Iconv has the following encodings, which are not present in !Unicode. 
Providing a suitable data file for !Unicode is trivial. Whether UnicodeLib
will then act upon the addition of these is unknown.
This list is ordered as per libiconv's NOTES file.

European & Semitic languages:

	ISO-8859-16 (iso8859_16.h)
	KOI8-{U,RU,T} (koi8_xx.h)
	CP125{3,5,6,7} (cp125n.h)
	CP850 (cp850.h)
	CP862 (cp862.h)
	Mac{Croatian,Romania,Greek,Turkish,Hebrew,Arabic} (mac_foo.h)

Japanese:

	None afaikt.

Simplified Chinese:

	GB18030 (gb18030.h, gb18030ext.h)
	HZ-GB-2312 (hz.h)

Traditional Chinese:

	CP950 (cp950.h)
	BIG5-HKSCS (big5hkscs.h)

Korean:

	CP949 (cp949.h)

Armenian:

	ARMSCII-8 (armscii_8.h)

Georgian:

	Georgian-Academy, Georgian-PS (georgian_academy.h, georgian_ps.h)

Thai:

	CP874 (cp874.h)
	MacThai (mac_thai.h)

Laotian:

	MuleLao-1, CP1133 (mulelao.h, cp1133.h)

Vietnamese:

	VISCII, TCVN (viscii.h, tcvn.h)
	CP1258 (cp1258.h)

Unicode:

	BE/LE variants of normal encodings. I assume UnicodeLib handles
	these, but can't be sure.
	C99 / JAVA - well, yes.


Iconv Module:
=============

The iconv module is effectively a thin veneer around UnicodeLib. However,
8bit encodings are implemented within the module rather than using the
support in UnicodeLib. The rationale for this is simply that, although
UnicodeLib will understand (and act upon - reportedly...) additions to
the ISO2022 Unicode resource, other encodings are ignored.

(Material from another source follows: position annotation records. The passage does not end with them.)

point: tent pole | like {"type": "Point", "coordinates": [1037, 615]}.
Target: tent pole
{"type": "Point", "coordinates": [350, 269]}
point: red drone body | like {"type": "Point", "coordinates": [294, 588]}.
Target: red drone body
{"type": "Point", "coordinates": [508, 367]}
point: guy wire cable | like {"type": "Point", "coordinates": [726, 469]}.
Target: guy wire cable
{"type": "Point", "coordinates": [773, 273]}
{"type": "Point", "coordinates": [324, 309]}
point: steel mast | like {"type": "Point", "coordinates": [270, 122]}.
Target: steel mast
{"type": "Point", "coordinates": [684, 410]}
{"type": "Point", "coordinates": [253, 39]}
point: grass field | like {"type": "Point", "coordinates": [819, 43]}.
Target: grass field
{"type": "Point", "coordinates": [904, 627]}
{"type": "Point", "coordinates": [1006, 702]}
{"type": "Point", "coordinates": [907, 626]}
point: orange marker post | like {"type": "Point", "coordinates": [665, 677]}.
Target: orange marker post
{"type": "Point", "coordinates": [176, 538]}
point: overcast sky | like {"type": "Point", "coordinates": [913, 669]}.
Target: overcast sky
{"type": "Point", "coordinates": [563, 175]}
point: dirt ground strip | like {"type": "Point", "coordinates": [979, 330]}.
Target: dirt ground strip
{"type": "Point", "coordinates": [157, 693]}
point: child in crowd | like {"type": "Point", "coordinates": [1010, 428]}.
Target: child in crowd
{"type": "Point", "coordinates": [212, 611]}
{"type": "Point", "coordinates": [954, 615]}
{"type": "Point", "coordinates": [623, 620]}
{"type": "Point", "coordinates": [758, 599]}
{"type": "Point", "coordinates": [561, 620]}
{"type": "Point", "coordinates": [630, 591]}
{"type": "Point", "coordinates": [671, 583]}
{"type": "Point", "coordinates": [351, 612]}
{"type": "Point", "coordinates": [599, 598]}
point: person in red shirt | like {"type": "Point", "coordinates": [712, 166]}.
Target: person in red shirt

As the vast
majority of outstanding encodings fall into this category, and the code
is fairly simple, it made sense to implement it within the module.

With use of the iconv module, the list of outstanding encodings is
reduced to:

	CP1255 (requires state-based transcoding)

	GB18030 (not 8bit - reportedly a requirement of PRC)
	HZ-GB-2312 (not 8bit - supported by IE4)

	CP950 (not 8bit - a (MS) variant of Big5)
	BIG5-HKSCS (not 8bit - again, a Big5 variant)

	CP949 (not 8bit)

	ARMSCII-8 (easily implemented, if required)

	VISCII (easily implemented, if required)
	CP1258, TCVN (requires state-based transcoding)

Additionally, the rest of the CodePage encodings implemented in iconv
but not listed above (due to omissions from the iconv documentation)
are implemented by the iconv module.